Clinica Medica, University of Milano-Bicocca.
J Hypertens. 2019 Apr;37(4):844-850. doi: 10.1097/HJH.0000000000001951.
Whether increased serum uric acid (SUA) favours resistance to antihypertensive drugs is not clear.
The European Lacidipine Study on Atherosclerosis (ELSA) was a randomized, double-blind, multicenter trial comparing the effects of a 4-year treatment with either lacidipine or atenolol on progression of carotid atherosclerosis in patients with moderate hypertension. SUA was assessed at randomization and at the study end, office blood pressure (BP) was measured at each titration visit and every 6 months thereafter, ambulatory BP was measured at randomization and every year thereafter.

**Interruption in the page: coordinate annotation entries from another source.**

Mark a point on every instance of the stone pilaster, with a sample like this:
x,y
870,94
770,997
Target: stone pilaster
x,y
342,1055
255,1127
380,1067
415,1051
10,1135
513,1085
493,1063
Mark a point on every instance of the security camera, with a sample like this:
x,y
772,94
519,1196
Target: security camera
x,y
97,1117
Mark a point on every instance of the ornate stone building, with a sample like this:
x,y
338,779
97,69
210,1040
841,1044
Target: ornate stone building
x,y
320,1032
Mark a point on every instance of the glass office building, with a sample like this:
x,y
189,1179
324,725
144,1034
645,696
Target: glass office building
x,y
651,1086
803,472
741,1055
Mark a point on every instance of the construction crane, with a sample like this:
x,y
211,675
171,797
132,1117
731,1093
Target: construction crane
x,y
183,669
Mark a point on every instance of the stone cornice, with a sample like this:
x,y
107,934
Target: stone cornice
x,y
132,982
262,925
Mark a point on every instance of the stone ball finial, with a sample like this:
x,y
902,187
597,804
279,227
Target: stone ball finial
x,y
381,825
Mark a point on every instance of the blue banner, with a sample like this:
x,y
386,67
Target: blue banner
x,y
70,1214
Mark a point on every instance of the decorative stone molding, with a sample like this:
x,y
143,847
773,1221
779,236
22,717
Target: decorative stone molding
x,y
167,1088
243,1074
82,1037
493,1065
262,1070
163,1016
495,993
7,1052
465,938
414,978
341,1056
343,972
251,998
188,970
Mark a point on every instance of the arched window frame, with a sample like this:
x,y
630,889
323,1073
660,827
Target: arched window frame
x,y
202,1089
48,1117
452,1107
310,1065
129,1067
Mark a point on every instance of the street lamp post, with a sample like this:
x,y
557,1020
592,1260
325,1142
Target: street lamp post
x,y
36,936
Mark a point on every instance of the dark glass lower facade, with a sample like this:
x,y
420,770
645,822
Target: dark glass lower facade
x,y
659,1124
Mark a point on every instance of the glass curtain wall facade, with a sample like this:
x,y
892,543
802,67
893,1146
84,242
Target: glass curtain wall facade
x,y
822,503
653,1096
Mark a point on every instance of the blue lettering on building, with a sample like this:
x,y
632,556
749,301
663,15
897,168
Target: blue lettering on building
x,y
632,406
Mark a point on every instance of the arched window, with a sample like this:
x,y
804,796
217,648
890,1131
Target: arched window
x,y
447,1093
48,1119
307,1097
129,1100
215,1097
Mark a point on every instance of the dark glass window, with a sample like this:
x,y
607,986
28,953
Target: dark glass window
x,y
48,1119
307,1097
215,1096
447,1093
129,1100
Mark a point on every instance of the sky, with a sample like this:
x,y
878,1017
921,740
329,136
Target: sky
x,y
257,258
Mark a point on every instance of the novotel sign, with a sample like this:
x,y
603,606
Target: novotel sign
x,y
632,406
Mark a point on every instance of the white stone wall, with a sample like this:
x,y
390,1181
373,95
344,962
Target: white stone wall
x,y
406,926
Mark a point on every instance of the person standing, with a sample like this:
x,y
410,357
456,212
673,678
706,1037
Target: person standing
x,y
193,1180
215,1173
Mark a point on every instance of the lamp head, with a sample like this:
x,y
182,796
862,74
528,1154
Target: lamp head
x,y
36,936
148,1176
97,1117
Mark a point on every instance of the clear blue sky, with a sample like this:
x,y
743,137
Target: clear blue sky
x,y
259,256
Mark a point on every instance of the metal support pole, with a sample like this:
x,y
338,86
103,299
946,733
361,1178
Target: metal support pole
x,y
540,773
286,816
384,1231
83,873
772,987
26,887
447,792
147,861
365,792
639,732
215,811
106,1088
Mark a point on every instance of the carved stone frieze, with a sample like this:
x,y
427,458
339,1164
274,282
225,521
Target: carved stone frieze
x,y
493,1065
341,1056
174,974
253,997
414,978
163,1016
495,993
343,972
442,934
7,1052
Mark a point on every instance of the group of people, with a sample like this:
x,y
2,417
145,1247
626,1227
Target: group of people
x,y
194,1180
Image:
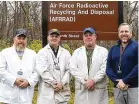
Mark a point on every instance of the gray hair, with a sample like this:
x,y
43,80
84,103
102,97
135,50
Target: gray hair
x,y
123,24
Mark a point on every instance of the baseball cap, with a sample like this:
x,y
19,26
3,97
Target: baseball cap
x,y
52,31
89,29
21,32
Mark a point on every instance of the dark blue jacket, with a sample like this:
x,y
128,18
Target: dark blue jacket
x,y
129,64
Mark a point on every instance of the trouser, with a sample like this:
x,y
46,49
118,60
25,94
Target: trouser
x,y
129,96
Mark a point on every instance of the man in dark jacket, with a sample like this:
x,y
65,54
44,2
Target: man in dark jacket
x,y
122,67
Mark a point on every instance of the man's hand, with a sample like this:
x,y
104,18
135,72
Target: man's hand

No difference was found in office and ambulatory BP reduction achieved after 1 and 4 years of treatment in baseline SUA tertiles. This was the case for both treatments. The percentage of patients with controlled office BP (<140/90 mmHg) after 1 year (36.5, 34.2 and 33.8%, P = 0.56) and 4 years (39.9, 39.4 and 38%, P = 0.82) was not different in SUA tertiles. Similar results were obtained basing the analysis on the control of ambulatory BP (<130/80 mmHg) or when data were analyzed taking into account SUA extreme values (≥7 and <3.5 mg/dl). The average and percentage changes of SUA (baseline-study end) were not different between patients who achieved or did not achieve office BP control (5.31 ± 1.26 vs. 5.4 ± 1.29 mg/dl, P = 0.22 e 0.13 ± 0.33 vs. 0.13 ± 0.68, P = 0.87, respectively). This was the case also for control of ambulatory BP.

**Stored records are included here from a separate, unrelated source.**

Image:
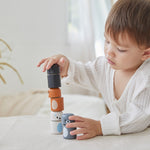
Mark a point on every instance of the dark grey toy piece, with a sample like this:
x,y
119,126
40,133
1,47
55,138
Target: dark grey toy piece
x,y
66,131
53,76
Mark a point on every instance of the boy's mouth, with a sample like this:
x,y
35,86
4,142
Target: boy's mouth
x,y
110,61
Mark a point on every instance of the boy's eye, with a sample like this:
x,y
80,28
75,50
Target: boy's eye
x,y
121,50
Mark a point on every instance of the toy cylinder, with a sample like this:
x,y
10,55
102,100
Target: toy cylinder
x,y
56,127
57,104
66,131
54,92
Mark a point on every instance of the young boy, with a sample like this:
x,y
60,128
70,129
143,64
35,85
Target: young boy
x,y
122,76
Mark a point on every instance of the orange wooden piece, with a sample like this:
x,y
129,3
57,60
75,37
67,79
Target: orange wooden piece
x,y
54,92
57,104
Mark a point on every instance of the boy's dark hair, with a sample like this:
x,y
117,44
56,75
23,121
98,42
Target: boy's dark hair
x,y
131,17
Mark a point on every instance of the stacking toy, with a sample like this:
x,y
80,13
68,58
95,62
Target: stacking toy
x,y
66,131
56,101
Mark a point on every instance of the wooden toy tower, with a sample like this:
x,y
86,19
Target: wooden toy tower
x,y
56,101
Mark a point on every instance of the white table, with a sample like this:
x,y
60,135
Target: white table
x,y
33,133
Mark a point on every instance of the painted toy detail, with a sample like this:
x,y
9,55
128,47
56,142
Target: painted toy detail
x,y
66,131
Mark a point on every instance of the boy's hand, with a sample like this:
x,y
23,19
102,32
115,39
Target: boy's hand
x,y
61,60
88,127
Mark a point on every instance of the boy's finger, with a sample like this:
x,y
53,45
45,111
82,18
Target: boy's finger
x,y
76,118
78,131
41,62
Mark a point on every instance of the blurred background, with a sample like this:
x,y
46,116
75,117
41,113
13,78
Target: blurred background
x,y
34,29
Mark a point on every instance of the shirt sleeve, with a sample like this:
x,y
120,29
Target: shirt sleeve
x,y
88,75
136,118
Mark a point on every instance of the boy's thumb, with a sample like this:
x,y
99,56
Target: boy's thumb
x,y
61,62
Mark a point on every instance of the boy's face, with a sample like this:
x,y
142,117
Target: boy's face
x,y
123,55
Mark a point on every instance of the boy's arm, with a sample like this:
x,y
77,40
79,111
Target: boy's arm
x,y
135,119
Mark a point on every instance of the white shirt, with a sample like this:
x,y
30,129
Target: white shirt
x,y
131,112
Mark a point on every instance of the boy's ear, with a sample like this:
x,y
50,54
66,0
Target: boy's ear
x,y
146,54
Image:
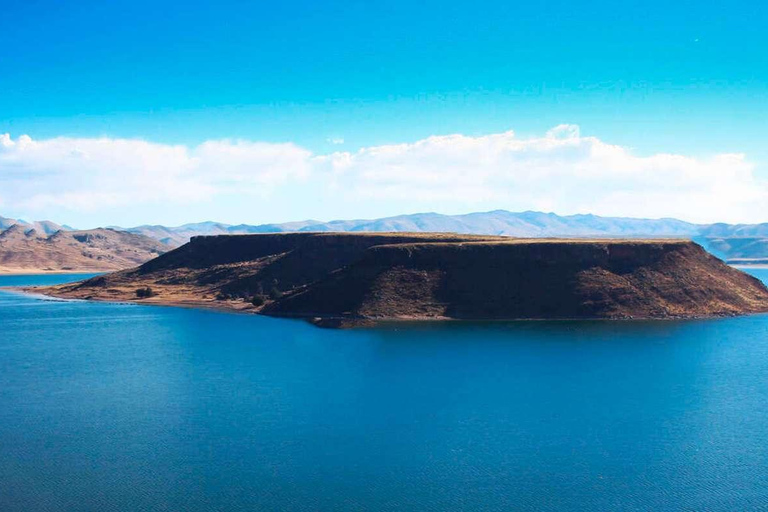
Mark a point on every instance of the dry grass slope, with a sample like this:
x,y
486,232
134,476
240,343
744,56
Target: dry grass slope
x,y
358,276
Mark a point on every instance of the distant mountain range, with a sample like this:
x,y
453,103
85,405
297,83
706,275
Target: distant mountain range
x,y
44,226
29,247
737,243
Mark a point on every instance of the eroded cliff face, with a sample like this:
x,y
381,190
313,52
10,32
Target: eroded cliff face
x,y
415,276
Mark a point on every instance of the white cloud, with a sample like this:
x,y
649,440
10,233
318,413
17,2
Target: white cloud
x,y
562,171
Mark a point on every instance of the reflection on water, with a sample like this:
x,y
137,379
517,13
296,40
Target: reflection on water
x,y
121,407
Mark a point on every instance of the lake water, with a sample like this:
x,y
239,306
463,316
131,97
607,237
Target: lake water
x,y
109,407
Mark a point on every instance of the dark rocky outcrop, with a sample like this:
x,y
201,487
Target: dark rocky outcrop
x,y
335,278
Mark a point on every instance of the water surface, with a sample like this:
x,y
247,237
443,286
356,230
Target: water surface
x,y
125,407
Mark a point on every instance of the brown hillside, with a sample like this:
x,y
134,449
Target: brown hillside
x,y
405,275
87,251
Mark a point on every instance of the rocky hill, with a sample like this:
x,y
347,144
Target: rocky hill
x,y
343,277
25,249
741,243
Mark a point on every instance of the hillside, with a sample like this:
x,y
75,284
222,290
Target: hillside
x,y
728,241
27,250
353,277
44,226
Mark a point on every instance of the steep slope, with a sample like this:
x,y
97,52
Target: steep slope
x,y
92,250
346,276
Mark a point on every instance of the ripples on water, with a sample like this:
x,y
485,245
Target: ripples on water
x,y
121,407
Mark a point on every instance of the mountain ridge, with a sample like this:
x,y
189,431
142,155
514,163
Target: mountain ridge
x,y
723,240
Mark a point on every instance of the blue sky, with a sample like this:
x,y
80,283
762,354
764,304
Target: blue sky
x,y
684,78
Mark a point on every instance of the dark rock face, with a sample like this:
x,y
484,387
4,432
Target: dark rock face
x,y
532,280
334,278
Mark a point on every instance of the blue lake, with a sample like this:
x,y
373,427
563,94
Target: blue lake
x,y
124,407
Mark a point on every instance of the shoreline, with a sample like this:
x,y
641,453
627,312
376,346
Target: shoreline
x,y
334,322
41,272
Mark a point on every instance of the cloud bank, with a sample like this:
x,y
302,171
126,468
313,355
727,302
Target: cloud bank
x,y
561,171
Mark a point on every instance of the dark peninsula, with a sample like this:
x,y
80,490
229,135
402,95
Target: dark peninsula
x,y
344,278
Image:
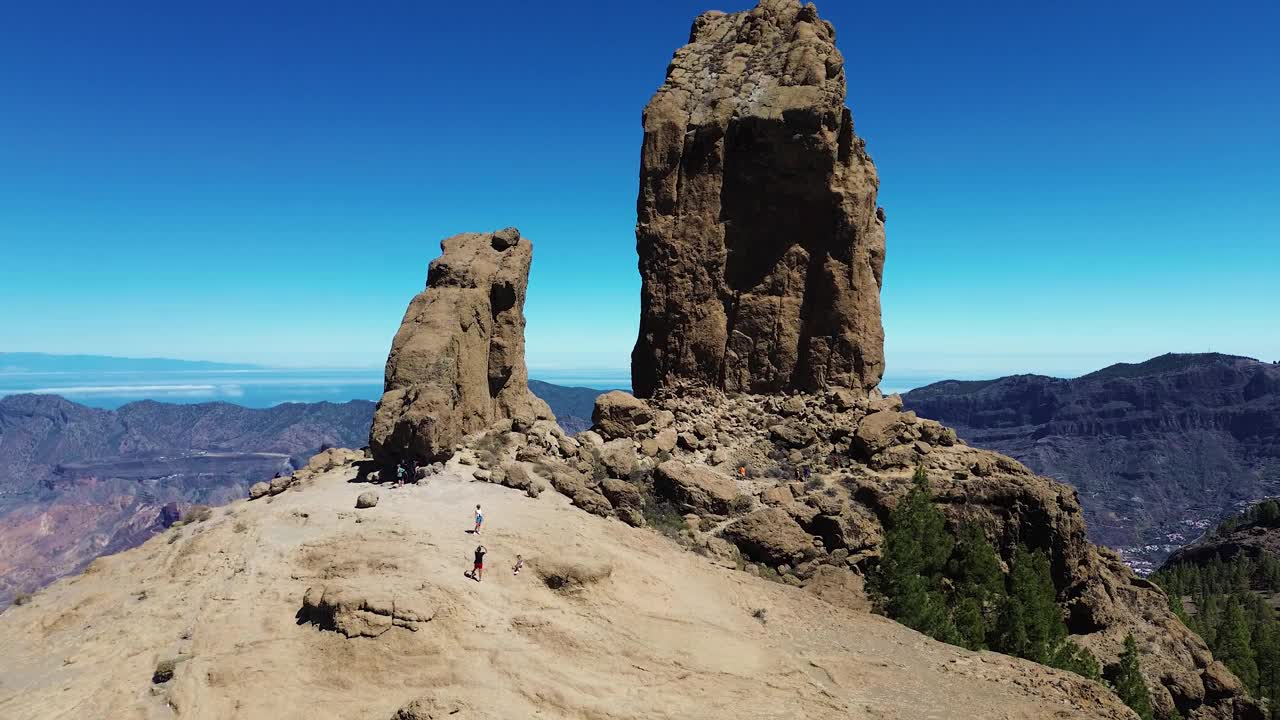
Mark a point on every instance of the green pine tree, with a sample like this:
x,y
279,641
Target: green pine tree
x,y
1038,629
978,587
1233,645
1129,684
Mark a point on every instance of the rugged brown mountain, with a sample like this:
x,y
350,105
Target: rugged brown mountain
x,y
457,363
1159,450
760,244
80,482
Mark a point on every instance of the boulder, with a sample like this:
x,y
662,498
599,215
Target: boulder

In the ELSA study, SUA levels do not affect the responsiveness to antihypertensive treatment.
血尿酸(SUA)升高是否有利于抵抗降压药物尚不清楚。
欧洲拉西地平动脉粥样硬化研究(ELSA)是一项随机、双盲、多中心试验,比较了 4 年拉西地平或阿替洛尔治疗对中度高血压患者颈动脉粥样硬化进展的影响。在随机分组时和研究结束时评估 SUA,在每次滴定就诊时测量诊室血压(BP),此后每 6 个月测量一次,在随机分组时和此后每年测量一次动态血压。

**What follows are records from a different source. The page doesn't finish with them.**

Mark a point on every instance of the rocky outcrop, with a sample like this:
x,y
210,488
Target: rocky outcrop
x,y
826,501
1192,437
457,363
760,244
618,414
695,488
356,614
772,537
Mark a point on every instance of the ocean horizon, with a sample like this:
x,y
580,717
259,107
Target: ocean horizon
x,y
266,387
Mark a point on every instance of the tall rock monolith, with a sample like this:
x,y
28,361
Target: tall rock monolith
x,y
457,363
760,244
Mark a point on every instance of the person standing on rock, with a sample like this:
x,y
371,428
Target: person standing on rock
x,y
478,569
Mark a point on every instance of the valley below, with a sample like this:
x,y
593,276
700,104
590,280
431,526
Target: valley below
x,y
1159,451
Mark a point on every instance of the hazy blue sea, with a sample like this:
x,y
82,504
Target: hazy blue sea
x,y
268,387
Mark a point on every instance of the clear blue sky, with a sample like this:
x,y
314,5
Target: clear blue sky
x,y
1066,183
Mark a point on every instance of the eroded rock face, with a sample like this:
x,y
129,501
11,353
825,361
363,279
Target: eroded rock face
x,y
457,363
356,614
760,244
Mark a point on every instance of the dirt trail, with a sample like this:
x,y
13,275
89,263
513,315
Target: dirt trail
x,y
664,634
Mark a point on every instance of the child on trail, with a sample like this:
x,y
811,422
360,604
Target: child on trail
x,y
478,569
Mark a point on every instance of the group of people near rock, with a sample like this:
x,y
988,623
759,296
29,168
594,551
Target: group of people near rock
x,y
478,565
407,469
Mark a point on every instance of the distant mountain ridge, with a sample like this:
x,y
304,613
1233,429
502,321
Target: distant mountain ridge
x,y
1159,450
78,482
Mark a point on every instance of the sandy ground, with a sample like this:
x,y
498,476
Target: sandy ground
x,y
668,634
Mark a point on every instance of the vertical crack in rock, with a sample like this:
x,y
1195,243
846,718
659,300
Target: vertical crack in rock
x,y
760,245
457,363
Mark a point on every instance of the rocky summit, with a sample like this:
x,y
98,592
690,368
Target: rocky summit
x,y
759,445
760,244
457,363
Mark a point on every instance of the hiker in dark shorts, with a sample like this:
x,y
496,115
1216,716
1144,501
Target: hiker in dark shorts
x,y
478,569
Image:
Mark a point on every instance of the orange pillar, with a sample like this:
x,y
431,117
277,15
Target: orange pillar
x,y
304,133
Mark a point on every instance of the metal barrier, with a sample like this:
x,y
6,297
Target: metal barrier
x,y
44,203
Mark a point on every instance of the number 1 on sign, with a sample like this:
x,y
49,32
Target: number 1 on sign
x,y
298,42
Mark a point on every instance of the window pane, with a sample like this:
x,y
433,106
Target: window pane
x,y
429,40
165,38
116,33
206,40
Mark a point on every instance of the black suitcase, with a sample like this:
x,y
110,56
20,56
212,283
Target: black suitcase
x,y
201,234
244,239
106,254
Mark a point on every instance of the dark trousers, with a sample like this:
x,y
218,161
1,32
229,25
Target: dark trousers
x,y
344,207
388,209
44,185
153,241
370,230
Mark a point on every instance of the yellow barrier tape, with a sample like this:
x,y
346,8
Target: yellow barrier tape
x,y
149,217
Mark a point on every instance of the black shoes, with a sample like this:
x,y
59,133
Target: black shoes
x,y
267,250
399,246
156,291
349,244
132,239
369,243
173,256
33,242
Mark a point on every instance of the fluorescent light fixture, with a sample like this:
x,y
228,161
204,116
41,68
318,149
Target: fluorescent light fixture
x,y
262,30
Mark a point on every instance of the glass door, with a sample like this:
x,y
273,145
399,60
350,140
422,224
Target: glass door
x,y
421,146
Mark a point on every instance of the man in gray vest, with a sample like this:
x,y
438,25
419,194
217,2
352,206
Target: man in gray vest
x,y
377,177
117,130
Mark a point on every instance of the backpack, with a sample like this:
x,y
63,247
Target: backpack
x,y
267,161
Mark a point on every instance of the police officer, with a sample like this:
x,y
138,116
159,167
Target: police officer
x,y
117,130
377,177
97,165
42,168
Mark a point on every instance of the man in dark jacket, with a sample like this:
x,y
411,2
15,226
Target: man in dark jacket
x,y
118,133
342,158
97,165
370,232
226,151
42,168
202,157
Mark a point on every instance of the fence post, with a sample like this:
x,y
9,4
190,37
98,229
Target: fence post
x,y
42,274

在基线 SUA 三分位组中,治疗 1 年和 4 年后,诊室和动态血压的降低无差异。两种治疗均如此。治疗 1 年后(36.5%、34.2%和 33.8%,P=0.56)和 4 年后(39.9%、39.4%和 38%,P=0.82),诊室 BP 控制(<140/90mmHg)的患者百分比在 SUA 三分位组中无差异。基于对动态 BP 控制(<130/80mmHg)的分析或在考虑 SUA 极值(≥7 和 <3.5mg/dl)时进行分析,得到了相似的结果。在达到或未达到诊室 BP 控制的患者中,SUA(基线-研究结束)的平均和百分比变化无差异(5.31±1.26 vs. 5.4±1.29mg/dl,P=0.22 和 0.13±0.33 vs. 0.13±0.68,P=0.87)。这同样适用于对动态 BP 的控制。
在 ELSA 研究中,SUA 水平不影响对降压治疗的反应性。